Dois presos preventivos

Ontem, o juiz de instrução Carlos Alexandre decidiu aplicar a medida de coação mais gravosa - prisão preventiva - a dois dos 11 arguidos. Segundo uma nota emitida pelo Juízo de Instrução Criminal de Lisboa, o juiz aplicou também medidas de suspensão do exercício de profissão a quatro arguidos, bem como proibições de contactos e de se ausentar do país a oito arguidos, sem especificar os nomes a quem foram atribuídas as respetivas medidas.

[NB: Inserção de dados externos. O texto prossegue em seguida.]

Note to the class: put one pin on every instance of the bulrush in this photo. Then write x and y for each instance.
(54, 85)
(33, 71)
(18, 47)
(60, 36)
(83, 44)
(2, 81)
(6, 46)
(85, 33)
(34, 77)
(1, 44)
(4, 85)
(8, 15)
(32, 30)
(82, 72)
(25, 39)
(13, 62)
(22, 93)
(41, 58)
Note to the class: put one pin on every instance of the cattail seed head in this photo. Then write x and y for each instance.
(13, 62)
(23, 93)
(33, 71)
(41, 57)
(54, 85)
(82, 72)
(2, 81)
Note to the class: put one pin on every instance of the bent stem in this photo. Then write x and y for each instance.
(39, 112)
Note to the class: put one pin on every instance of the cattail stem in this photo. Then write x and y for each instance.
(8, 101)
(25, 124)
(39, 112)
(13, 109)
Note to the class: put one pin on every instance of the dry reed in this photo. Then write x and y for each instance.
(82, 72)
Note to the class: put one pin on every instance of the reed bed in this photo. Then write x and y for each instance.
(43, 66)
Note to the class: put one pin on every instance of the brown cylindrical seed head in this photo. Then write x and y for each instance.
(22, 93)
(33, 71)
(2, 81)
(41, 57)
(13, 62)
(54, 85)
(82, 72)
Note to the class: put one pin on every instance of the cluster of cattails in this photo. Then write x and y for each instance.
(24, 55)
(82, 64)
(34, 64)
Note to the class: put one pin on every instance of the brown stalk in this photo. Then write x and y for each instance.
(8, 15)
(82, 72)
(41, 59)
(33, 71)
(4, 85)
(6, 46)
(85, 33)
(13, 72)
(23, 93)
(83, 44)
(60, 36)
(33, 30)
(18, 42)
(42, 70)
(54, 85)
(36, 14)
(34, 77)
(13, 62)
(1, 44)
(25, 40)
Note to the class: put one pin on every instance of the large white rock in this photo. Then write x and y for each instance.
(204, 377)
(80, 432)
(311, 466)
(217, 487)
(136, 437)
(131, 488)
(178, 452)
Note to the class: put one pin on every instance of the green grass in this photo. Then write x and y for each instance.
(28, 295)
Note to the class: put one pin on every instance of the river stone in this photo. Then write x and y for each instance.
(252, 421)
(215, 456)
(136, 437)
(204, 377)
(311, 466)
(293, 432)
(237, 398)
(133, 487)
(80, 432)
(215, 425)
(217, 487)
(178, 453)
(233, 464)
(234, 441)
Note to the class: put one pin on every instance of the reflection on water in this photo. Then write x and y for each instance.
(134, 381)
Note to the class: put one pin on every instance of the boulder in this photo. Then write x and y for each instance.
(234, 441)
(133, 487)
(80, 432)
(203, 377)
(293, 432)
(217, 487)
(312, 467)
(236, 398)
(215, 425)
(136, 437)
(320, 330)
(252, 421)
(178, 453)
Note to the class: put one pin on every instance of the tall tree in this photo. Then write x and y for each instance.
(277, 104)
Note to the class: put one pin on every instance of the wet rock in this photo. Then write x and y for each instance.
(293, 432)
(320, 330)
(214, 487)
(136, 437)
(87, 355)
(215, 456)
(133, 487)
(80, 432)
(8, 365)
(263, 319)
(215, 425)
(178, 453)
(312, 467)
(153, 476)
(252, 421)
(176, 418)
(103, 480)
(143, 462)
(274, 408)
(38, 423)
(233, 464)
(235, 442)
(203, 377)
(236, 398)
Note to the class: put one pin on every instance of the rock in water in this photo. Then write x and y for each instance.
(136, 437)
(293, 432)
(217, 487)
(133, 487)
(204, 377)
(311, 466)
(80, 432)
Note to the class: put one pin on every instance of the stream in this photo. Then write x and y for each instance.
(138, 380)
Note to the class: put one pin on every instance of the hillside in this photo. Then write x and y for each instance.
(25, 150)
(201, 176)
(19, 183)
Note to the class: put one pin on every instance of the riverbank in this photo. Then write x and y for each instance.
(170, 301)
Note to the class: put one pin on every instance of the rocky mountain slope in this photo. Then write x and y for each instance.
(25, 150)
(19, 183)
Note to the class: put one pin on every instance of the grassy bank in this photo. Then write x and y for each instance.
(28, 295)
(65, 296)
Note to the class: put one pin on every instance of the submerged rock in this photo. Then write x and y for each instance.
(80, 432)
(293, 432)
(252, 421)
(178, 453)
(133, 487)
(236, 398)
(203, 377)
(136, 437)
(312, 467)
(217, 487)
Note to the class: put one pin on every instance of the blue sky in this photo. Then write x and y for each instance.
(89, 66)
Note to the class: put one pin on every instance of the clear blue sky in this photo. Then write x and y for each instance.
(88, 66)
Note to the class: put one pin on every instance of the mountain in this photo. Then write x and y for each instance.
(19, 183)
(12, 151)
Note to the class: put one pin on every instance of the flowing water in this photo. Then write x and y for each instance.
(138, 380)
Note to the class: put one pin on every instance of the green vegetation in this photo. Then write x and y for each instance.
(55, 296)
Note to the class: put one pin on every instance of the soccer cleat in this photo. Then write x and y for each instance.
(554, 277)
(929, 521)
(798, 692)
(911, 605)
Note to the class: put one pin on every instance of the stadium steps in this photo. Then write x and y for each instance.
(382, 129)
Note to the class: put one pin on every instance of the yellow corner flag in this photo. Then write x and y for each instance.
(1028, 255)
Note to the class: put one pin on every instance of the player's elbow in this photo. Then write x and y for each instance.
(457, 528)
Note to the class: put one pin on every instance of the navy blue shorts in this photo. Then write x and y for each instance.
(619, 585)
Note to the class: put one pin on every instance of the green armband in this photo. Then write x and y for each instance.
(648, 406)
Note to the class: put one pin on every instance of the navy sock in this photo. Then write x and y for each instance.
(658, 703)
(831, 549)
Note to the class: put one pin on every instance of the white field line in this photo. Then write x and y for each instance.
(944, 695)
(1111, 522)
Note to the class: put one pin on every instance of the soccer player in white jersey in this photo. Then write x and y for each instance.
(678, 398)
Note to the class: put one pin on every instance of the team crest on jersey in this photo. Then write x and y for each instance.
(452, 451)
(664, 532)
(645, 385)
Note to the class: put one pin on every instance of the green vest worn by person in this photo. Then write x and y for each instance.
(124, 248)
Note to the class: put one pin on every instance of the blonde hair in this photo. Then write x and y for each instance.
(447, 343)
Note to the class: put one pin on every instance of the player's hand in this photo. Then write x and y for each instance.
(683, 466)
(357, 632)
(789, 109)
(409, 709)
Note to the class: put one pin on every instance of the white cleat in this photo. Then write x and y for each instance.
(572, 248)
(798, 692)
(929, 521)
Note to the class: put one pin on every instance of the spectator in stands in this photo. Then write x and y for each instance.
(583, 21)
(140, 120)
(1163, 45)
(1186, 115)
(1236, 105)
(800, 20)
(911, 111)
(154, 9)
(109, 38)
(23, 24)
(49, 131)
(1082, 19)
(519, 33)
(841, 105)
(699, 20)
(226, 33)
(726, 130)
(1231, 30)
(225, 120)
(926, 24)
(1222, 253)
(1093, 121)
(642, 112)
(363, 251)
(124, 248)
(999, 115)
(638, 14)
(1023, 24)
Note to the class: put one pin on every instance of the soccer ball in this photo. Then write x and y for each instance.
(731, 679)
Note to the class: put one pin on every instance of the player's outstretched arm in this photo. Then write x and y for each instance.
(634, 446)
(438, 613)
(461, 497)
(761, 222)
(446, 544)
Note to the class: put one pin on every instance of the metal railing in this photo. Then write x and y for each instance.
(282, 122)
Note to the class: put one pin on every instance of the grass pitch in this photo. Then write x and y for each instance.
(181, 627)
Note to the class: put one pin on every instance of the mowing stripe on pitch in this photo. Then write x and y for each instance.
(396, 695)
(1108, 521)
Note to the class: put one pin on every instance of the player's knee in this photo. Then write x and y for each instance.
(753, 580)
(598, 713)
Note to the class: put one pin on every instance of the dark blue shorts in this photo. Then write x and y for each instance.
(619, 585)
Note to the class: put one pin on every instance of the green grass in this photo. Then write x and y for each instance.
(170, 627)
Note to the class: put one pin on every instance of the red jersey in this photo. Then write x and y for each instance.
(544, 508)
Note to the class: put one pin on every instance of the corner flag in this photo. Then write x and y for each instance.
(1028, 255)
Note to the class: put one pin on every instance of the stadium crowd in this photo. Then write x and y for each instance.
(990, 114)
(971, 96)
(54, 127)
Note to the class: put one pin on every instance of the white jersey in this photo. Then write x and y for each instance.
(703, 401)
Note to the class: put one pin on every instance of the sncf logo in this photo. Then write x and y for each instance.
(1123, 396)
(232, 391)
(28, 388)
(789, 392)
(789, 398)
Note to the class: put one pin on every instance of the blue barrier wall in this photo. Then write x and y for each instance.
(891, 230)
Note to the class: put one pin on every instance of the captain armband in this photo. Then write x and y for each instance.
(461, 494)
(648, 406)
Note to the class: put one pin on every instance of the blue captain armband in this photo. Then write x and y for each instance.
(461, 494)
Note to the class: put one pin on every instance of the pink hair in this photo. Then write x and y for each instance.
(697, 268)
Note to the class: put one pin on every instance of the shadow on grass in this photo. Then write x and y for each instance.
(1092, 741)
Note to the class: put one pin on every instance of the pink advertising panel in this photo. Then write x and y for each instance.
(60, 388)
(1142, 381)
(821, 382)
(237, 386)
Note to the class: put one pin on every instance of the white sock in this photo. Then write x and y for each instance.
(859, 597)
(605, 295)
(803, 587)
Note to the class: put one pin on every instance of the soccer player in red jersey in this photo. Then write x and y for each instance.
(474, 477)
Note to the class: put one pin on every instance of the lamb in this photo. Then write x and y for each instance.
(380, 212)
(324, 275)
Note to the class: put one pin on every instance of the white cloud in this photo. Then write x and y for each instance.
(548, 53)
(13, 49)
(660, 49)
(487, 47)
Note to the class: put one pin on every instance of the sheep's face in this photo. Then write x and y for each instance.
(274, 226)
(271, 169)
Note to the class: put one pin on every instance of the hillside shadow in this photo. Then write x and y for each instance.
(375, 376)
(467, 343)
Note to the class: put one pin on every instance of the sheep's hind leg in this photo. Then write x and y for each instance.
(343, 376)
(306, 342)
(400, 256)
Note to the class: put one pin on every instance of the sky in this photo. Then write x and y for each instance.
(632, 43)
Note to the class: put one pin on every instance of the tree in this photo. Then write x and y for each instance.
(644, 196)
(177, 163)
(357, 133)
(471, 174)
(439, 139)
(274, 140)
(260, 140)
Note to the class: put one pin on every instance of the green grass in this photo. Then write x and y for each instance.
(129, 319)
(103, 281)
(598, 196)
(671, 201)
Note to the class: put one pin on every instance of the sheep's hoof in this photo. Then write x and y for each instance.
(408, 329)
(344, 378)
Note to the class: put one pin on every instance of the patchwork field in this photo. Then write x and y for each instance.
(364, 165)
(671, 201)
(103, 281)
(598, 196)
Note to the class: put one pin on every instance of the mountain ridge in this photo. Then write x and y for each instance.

Os nove arguidos que ficaram sem medida privativa de liberdade terão a obrigação de apresentações periódicas nas autoridades.

O anúncio das medidas de coação surgiu ao fim de quase cinco horas de diligência no Campus da Justiça, que deram continuidade ao interrogatório dos arguidos iniciado na tarde de terça-feira. Dos onze arguidos, apenas cinco decidiram prestar declarações perante o juiz Carlos Alexandre. Estes serão, segundo fonte judicial citada pela Lusa, Fernando Delfino (civil), Luís Chantre (ex-comando), Emanuel Marques (civil), Michael Oliveira (agente da PSP) e Artur Amorim (advogado).

Um dos arguidos agora preventivamente preso é o suposto líder da rede, Paulo Nazaré, que, de outubro de 2017 a março de 2018, serviu como soldado o contingente português deslocado para a operação da ONU na República Centro Africana. O outro arguido a receber a medida de coação mais gravosa será o seu alegado braço-direito, Wilkar Almeida, também ex-militar.